To conclude, you should read this if you enjoy a fantastic tapestry of a brand new world populated by fascinating characters, and if you like your protagonists clever, powerful, and Good. You may not enjoy it if you prefer anti-heroes, light reading, and complex character relationships, or don’t like to see character death. Otherwise, have at ‘er!

Author Bio:

Born in the sixties in North America, Stephen Hunt is a genre writer usually residing in Spain and the UK.

Before embarking on a career in publishing – magazines, newspapers and books – Stephen went to University in the UK, getting a BA (Hons) in Marketing, followed by two years of study at the London Institute (Saint Martins, the London College of Printing, Camberwell College of Arts, Chelsea College of Art and Design and the London College of Fashion).

After running the online operations for various large newspaper and magazine publishers, and the odd bank or two, Stephen found enough success from writing to become an author full-time.

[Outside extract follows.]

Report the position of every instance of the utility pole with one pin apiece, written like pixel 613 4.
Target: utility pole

Stephen’s early pieces of short fiction – mainly ‘cyberpunk’ works – started to appear in the early 1990s in various genre magazines such as ProtoStellar, Expanse, Roleplayer Independent and Hologram Tales.

His first book, the fantasy novel ‘For the Crown and the Dragon’, was published in 1994. It went on to sell thousands of copies in paperback and got praise in reviews as diverse as Locus, the Guardian, Science Fiction Chronicle, Arcane, Broadsword and various other newspapers and genre titles. The novel and its related short fiction sparked a sub-genre, flintlock fantasy, which crosses the tropes of Georgian and Napoleonic history with the conventions of the fantasy universe.

Apart from visiting his relatives in New York and spending time with his family in the UK and Spain, Stephen enjoys painting, Spanish cooking, shooting, reading, collecting comics, comic art and pulp works, and generally nerding about on his PC and Mac.